MODULATION OF PHAGOCYTOSIS BY AND LYSOSOMAL ENZYME-SECRETION FROM GUINEA-PIG NEUTROPHILS - EFFECT OF NONSTEROID ANTI-INFLAMMATORY AGENTS AND PROSTAGLANDINS

Abstract

Guinea-pig neutrophils released lysosome granule-associated .beta.-glucuronidase, but not cytoplasmic lactate dehydrogenase during cell contact with and phagocytosis of serum-treated zymosan particles. Naproxen, chloroquine and indomethacin inhibited particle uptake by and lysosomal enzyme secretion from neutrophils incubated with zymosan in Krebs-Ringer phosphate medium, pH 7.4, at 37.degree. C. Acetylsalicyclic acid, fenoprofen and ibuprofen were inactive. Prostaglandins (PG) E1, E2, A1, A2, B1 and B2 reduced particle ingestion by and discharge of lysosomal enzymes from neutrophils. PGF2.alpha. accelerated lysosomal enzyme release, had no effect on phagocytosis at high concentrations and inhibited both processes at low concentrations. PGF1.alpha. was inactive. In the presence of cytochalasin B, an agent which inhibits phagocytosis while having no effect on selective lysosomal enzyme secretion, naproxen, chloroquine and indomethacin, continued to inhibit the discharge of .beta.-glucuronidase from neutrophils. PGE1, PGE2, PGA1, PGA2, PGB1 and PGB2 reduced lysosomal enzyme release from cytochalasin B-treated neutrophils. PGF2.alpha. accelerated at high and inhibited at low concentrations the selective secretion of .beta.-glucuronidase from cytochalasin B-treated neutrophils.

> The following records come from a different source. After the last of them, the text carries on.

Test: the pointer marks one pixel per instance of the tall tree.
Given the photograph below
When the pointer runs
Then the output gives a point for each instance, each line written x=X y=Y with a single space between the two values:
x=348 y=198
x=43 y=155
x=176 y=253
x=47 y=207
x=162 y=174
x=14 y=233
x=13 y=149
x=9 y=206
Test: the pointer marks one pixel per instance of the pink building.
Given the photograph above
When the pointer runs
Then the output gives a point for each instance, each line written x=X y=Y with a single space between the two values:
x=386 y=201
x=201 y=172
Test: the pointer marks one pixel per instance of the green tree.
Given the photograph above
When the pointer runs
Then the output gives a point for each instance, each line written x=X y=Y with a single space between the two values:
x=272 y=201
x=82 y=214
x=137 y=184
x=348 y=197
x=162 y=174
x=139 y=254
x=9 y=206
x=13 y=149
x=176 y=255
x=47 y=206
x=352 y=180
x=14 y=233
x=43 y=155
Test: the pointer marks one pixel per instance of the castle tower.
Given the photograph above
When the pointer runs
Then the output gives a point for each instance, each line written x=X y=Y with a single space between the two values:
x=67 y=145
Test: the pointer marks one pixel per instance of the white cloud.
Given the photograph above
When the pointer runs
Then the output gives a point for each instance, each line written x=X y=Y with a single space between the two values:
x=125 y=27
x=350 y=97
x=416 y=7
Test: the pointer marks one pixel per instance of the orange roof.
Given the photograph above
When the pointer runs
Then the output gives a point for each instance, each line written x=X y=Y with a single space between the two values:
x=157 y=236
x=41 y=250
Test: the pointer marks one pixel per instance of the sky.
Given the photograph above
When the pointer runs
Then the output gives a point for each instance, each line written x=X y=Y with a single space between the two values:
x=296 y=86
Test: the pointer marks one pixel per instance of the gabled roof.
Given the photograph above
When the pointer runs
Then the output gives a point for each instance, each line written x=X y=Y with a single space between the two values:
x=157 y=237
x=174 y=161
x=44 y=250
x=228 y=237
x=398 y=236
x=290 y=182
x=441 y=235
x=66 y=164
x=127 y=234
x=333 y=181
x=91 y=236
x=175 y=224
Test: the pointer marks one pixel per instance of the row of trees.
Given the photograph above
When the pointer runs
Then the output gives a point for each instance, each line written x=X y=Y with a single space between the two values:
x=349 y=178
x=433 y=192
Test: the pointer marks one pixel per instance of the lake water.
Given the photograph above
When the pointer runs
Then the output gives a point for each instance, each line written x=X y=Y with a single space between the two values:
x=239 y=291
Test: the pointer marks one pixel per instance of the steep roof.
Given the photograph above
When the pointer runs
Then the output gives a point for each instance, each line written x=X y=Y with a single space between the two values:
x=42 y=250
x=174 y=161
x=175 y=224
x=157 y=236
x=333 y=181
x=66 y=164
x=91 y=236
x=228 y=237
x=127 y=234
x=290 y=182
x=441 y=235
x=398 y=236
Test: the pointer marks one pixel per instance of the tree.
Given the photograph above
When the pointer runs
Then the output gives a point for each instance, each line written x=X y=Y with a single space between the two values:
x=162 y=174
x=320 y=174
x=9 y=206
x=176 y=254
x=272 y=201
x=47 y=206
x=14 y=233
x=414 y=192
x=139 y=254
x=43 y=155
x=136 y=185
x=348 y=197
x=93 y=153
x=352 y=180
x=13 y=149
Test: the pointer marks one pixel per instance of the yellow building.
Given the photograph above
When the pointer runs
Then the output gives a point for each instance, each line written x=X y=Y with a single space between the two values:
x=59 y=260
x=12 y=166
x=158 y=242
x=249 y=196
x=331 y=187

PGF1.alpha. was again inactive. Guinea-pig neutrophils are apparently capable of a selective release of lysosomal enzymes (.beta.-glucuronidase) during ingestion of serum-treated zymosan particles and certain anti-inflammatory drugs and prostaglandins may function as modulators of the phagocytic release of lysosomal enzymes from neutrophils.